L'aventure du Théâtre du Soleil, réalisé l'an dernier par Catherine Vilpoux, est un film magnifique et profondément émouvant qui rend compte de cette formidable énergie et de cette prodigieuse créativité. Habité de bout en bout par Ariane Mnouchkine, il fourmille d'images de répétitions et de travail avec les comédiens, de discussions au sein de la troupe ou avec spectateurs que la grande dame n'hésite pas à haranguer avec humour (« Descendez dans les gradins ou fichez le camp ! », « Arrêtez de tousser ! », « Arrêtez de respirer ! »). On peut également voir différents extraits de spectacles, en France mais aussi ailleurs, par exemple à Kaboul, où la troupe a passé un mois, ou au Cambodge. Celle qui a toujours cru « à la force du groupe », revient sur son évolution et celle de la compagnie, toujours animée par la « certitude » qu'il appartient à cet art « de rendre le monde meilleur ». Faire du théâtre, c'est entretenir « le trésor de l'enfance, de crédulité, d'enchantement, de possibilité d'enthousiasme » préservé en nous, insiste-t-elle.

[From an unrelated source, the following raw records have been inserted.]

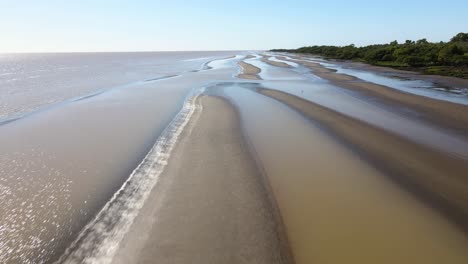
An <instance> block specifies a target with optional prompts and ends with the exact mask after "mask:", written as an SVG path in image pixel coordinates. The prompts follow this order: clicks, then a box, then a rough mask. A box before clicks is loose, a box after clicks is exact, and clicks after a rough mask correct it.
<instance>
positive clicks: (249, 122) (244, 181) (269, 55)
mask: <svg viewBox="0 0 468 264" xmlns="http://www.w3.org/2000/svg"><path fill="white" fill-rule="evenodd" d="M253 54H255V55H253ZM265 54H268V55H265ZM270 55H271V56H270ZM89 56H92V55H89ZM109 56H110V58H111V60H110V62H109V63H110V64H112V61H114V60H115V61H121V60H122V58H121V57H120V56H121V55H119V54H117V55H112V56H111V55H109ZM127 56H130V55H128V54H126V55H125V56H124V57H125V59H126V60H124V61H123V62H127V63H130V62H131V63H134V64H135V65H137V66H138V67H141V65H146V64H145V63H143V62H142V61H141V58H140V57H139V56H141V55H139V56H138V57H137V58H135V59H134V60H135V61H133V60H131V61H130V62H128V61H127V60H128V57H127ZM152 56H156V57H157V56H160V57H161V56H162V57H161V58H165V59H167V60H168V61H170V62H171V63H174V65H177V67H179V68H177V67H175V66H174V67H173V66H170V65H172V64H167V65H169V66H167V67H171V69H174V70H173V71H170V70H168V69H165V67H166V66H164V65H158V66H157V67H160V68H161V69H164V70H165V71H162V70H161V71H162V72H164V74H162V75H154V76H153V75H151V74H149V75H148V76H147V75H144V78H141V79H137V80H136V81H134V82H132V83H127V84H124V85H121V86H118V87H116V88H112V89H107V90H105V89H104V90H102V91H94V92H93V93H91V94H85V95H81V96H80V97H78V98H75V99H70V100H68V101H63V102H60V103H57V104H51V106H50V107H48V108H46V109H39V110H37V111H33V112H31V113H28V114H26V115H24V116H20V117H18V118H11V119H8V120H6V121H5V122H3V123H1V124H0V143H1V145H2V156H0V165H1V166H0V180H1V181H0V198H1V199H0V205H1V207H0V210H1V211H0V226H2V227H5V228H0V262H2V263H8V264H9V263H73V264H74V263H90V264H94V263H99V264H103V263H104V264H108V263H119V264H124V263H125V264H126V263H152V262H157V263H177V264H181V263H297V264H308V263H318V264H327V263H351V264H354V263H356V264H358V263H359V264H362V263H364V264H367V263H369V264H370V263H381V264H393V263H406V262H408V261H410V262H411V263H412V264H413V263H414V264H419V263H421V264H422V263H424V264H439V263H451V264H458V263H460V264H464V263H466V260H467V259H468V251H466V248H468V226H467V223H468V195H467V191H466V190H467V189H468V181H467V177H466V175H467V172H468V165H467V164H468V163H467V162H466V161H467V160H468V147H467V146H468V136H467V133H466V132H467V131H468V116H467V113H468V111H467V107H468V106H467V105H466V104H464V101H463V100H465V99H466V100H467V102H468V98H465V97H463V95H459V97H458V98H457V99H458V100H460V101H462V103H455V102H449V101H446V100H443V99H444V98H445V97H449V96H453V95H449V94H447V93H445V92H443V91H432V92H434V93H437V95H438V96H439V98H441V99H440V100H439V99H436V98H430V97H426V96H421V95H416V94H412V93H407V92H403V91H401V90H398V89H397V88H395V87H392V86H391V84H394V82H391V83H390V84H389V86H385V85H382V84H378V83H373V82H371V81H366V80H364V79H360V78H358V77H356V76H352V75H347V74H341V73H339V72H338V71H339V70H335V69H333V68H326V67H324V66H322V65H320V64H319V63H317V62H315V61H308V60H305V58H303V57H298V56H293V55H291V57H289V56H288V55H284V54H275V53H253V52H226V53H223V52H219V53H204V52H200V53H194V54H192V53H177V52H176V53H170V54H162V55H161V54H156V55H152ZM285 56H288V57H289V58H291V59H289V58H286V57H285ZM132 59H133V58H132ZM51 60H52V59H51ZM282 61H284V62H282ZM57 63H62V62H61V61H58V62H57ZM154 67H156V66H154ZM157 67H156V68H157ZM349 67H353V66H349ZM356 67H358V66H356ZM84 68H86V67H84ZM144 69H146V70H147V71H148V72H152V69H147V68H144ZM157 69H159V68H157ZM176 69H178V70H176ZM359 69H361V70H364V68H359ZM125 71H126V70H125ZM366 73H369V74H377V75H378V74H379V73H378V72H377V71H373V70H371V69H368V72H366ZM67 74H68V73H67ZM70 74H72V73H70ZM83 74H84V73H83ZM399 74H402V75H403V74H404V73H399ZM405 74H406V73H405ZM67 76H68V75H65V77H63V78H64V79H65V80H66V79H67ZM38 78H39V77H38ZM42 78H44V82H46V83H47V81H48V82H52V81H53V80H55V77H54V78H53V79H52V80H50V78H49V77H48V76H45V77H42ZM41 80H42V79H41ZM112 81H114V80H113V79H112ZM394 81H395V82H397V84H400V83H398V82H400V81H401V82H403V79H396V80H394ZM59 86H60V85H59V84H57V87H59ZM57 87H55V88H54V89H59V88H57ZM44 89H45V88H44ZM414 89H426V88H418V87H414ZM62 92H63V91H62ZM45 94H47V93H45ZM38 97H39V95H35V97H34V100H32V101H31V103H32V104H33V103H34V104H33V105H36V103H37V101H38V100H37V99H38ZM39 99H41V100H39V101H40V102H45V99H47V98H39ZM90 153H91V154H90ZM55 261H57V262H55Z"/></svg>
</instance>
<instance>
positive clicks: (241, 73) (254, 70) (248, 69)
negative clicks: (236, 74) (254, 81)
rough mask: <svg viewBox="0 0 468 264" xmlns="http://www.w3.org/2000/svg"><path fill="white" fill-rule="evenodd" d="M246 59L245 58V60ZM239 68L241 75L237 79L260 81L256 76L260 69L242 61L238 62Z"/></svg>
mask: <svg viewBox="0 0 468 264" xmlns="http://www.w3.org/2000/svg"><path fill="white" fill-rule="evenodd" d="M246 59H247V58H246ZM238 64H239V66H240V67H241V73H240V74H239V75H237V76H238V77H239V78H243V79H247V80H261V79H262V78H260V76H258V74H259V73H260V71H261V70H260V69H259V68H258V67H255V66H253V65H252V64H249V63H247V62H244V61H240V62H238Z"/></svg>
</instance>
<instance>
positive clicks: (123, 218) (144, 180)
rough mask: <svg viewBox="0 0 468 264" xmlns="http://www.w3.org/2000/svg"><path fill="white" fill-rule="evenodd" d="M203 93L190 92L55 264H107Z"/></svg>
mask: <svg viewBox="0 0 468 264" xmlns="http://www.w3.org/2000/svg"><path fill="white" fill-rule="evenodd" d="M203 90H204V89H199V90H197V91H194V92H193V94H192V95H190V96H189V97H188V98H187V99H186V100H185V102H184V105H183V107H182V110H181V111H180V112H179V113H178V114H177V115H176V117H175V118H174V119H173V120H172V121H171V123H170V124H169V126H168V127H166V129H165V130H164V131H163V133H162V134H161V136H160V137H159V138H158V140H157V141H156V143H155V145H154V146H153V148H152V149H151V150H150V152H149V153H148V154H147V155H146V157H145V158H144V159H143V161H142V162H141V163H140V164H139V165H138V167H137V168H136V169H135V170H134V171H133V172H132V174H131V175H130V177H129V178H128V179H127V181H126V182H125V183H124V184H123V185H122V187H121V188H120V189H119V191H117V192H116V193H115V194H114V196H113V197H112V199H111V200H110V201H109V202H108V203H107V204H106V205H105V206H104V208H103V209H102V210H101V211H100V212H99V214H98V215H97V216H96V217H95V219H94V220H93V221H92V222H91V223H89V224H88V225H87V226H86V227H85V228H84V229H83V231H82V232H81V233H80V234H79V236H78V238H77V239H76V240H75V241H74V242H73V243H72V244H71V246H70V247H69V248H68V249H67V250H66V251H65V253H64V254H63V255H62V257H61V258H60V259H59V260H58V261H57V263H100V264H102V263H104V264H105V263H110V262H111V261H112V258H113V257H114V255H115V253H116V251H117V249H118V247H119V244H120V242H121V241H122V239H123V238H124V236H125V234H126V233H127V232H128V230H129V229H130V227H131V225H132V223H133V221H134V219H135V218H136V216H137V215H138V213H139V211H140V209H141V208H142V207H143V205H144V203H145V201H146V199H147V198H148V196H149V194H150V193H151V190H152V189H153V187H154V186H155V185H156V184H157V183H158V181H159V176H160V175H161V173H162V172H163V170H164V168H165V167H166V164H167V163H168V160H169V157H170V154H171V152H172V150H173V149H174V147H175V144H176V142H177V140H178V138H179V136H180V135H181V133H182V131H183V130H184V128H185V127H186V125H187V123H188V122H189V120H190V118H191V117H192V115H193V113H194V112H195V110H197V109H199V108H200V107H201V105H197V103H196V99H197V97H198V96H199V95H200V94H201V93H203Z"/></svg>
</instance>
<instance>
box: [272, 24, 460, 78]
mask: <svg viewBox="0 0 468 264" xmlns="http://www.w3.org/2000/svg"><path fill="white" fill-rule="evenodd" d="M271 51H276V52H292V53H305V54H313V55H319V56H323V57H325V58H327V59H340V60H355V61H361V62H366V63H369V64H373V65H378V66H387V67H394V68H399V69H404V70H414V71H418V72H422V73H425V74H438V75H446V76H454V77H459V78H465V79H468V33H459V34H457V35H455V36H454V37H453V38H451V40H450V41H449V42H435V43H433V42H428V41H427V40H426V39H420V40H417V41H412V40H407V41H405V43H398V42H397V41H393V42H390V43H388V44H375V45H369V46H363V47H356V46H354V45H353V44H351V45H348V46H342V47H339V46H307V47H301V48H298V49H273V50H271Z"/></svg>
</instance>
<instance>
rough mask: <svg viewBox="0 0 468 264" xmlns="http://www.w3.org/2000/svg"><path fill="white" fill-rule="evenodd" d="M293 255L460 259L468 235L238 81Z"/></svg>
mask: <svg viewBox="0 0 468 264" xmlns="http://www.w3.org/2000/svg"><path fill="white" fill-rule="evenodd" d="M225 94H226V96H227V97H228V98H230V99H231V101H232V102H233V103H234V104H235V105H236V106H238V108H239V111H240V113H241V115H242V119H243V122H244V126H245V130H246V134H247V135H248V137H249V139H250V141H251V144H252V145H253V146H254V148H255V150H256V153H257V155H258V157H259V158H260V160H261V162H262V165H263V167H264V169H265V171H266V174H267V175H268V179H269V180H270V183H271V186H272V189H273V190H274V194H275V197H276V199H277V203H278V206H279V208H280V211H281V212H282V216H283V220H284V223H285V226H286V230H287V233H288V236H289V241H290V245H291V248H292V250H293V254H294V257H295V260H296V262H297V263H466V260H467V258H468V251H467V250H466V248H467V247H468V238H467V237H466V236H465V235H464V234H463V233H462V232H461V231H460V230H459V229H458V228H457V227H456V226H454V225H453V224H452V223H451V222H449V221H448V220H446V219H444V218H443V217H442V216H440V215H438V214H437V213H436V212H434V211H433V210H432V209H431V208H430V207H428V206H427V205H425V204H423V203H421V202H420V201H418V200H417V199H415V198H414V197H413V196H412V195H411V194H409V193H407V192H406V191H404V190H402V189H401V188H399V186H396V185H395V184H394V183H392V182H390V181H389V180H387V179H386V177H385V176H384V175H382V174H381V173H380V172H379V171H377V170H376V169H374V168H373V167H371V166H369V165H368V164H367V163H366V162H365V161H363V160H361V159H360V158H359V157H357V156H356V155H355V153H354V152H352V151H350V150H348V149H346V148H344V147H343V146H341V145H339V144H338V143H337V142H336V141H335V140H334V139H333V138H331V137H330V136H328V135H326V134H325V133H324V132H323V131H322V130H321V129H319V128H318V127H316V126H314V125H312V124H310V123H309V122H308V121H307V120H305V119H304V118H303V117H302V116H300V115H298V114H297V113H295V112H293V111H291V110H290V109H288V108H287V107H285V106H283V105H281V104H279V103H278V102H276V101H273V100H271V99H269V98H265V97H263V96H261V95H258V94H255V93H254V92H252V91H250V90H245V89H242V88H240V87H239V86H237V87H228V88H225Z"/></svg>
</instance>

Ariane Mnouchkine parle aussi beaucoup du public avec qui elle a noué des liens exceptionnels, louant le courage de ces hommes et femmes qui viennent jusqu'à Vincennes après une journée de travail. « Je ne concevrais pas de faire du théâtre sans cet amour [pour vous] », va-t-elle jusqu'à leur dire. Sans jamais renier ses valeurs ou raboter sur son exigence, refusant par exemple de faire du théâtre de boulevard, elle est consciente qu'ouvrir sa porte aux spectateurs, c'est avoir « charge d'âmes ». Ceux qui, très nombreux, viennent voir ses spectacles l'ont d'ailleurs bien compris, revenant troublés, émerveillés, grandis de chacune de leurs visites à Vincennes.

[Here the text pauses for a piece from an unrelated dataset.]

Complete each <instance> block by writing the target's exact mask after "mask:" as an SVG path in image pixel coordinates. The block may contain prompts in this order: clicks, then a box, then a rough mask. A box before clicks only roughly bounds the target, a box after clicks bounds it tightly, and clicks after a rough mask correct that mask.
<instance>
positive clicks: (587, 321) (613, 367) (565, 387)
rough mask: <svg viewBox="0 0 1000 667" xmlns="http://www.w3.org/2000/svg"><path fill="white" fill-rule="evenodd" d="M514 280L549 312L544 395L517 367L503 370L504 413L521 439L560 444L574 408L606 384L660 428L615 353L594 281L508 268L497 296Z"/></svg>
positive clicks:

Aujourd'hui, cette jeune septuagénaire qui n'a rien perdu de son dynamisme, de sa volonté et de sa force d'engagement – auprès des sans-papiers, notamment, qu'elle a accueillis à la Cartoucherie en 1996 après leur expulsion de l'église Saint- Bernard et n'a cessé de soutenir ensuite – reconnaît avoir « moins de force de consolation ». Pensant à demain, elle souhaite que le Théâtre du Soleil lui succède. Pour « continuer à montrer le possible », à « réenchanter » la vie, à « redonner du désir, de l'appétit, de l'esprit ».

 

 

 

Michel Paquot
Avril 2010

crayon

Michel Paquot est journaliste indépendant.

 

 


 

Ariane Mnouchkine. L'aventure du Théâtre du Soleil, film de Catherine Vilpoux, Arte Éditions, 2009.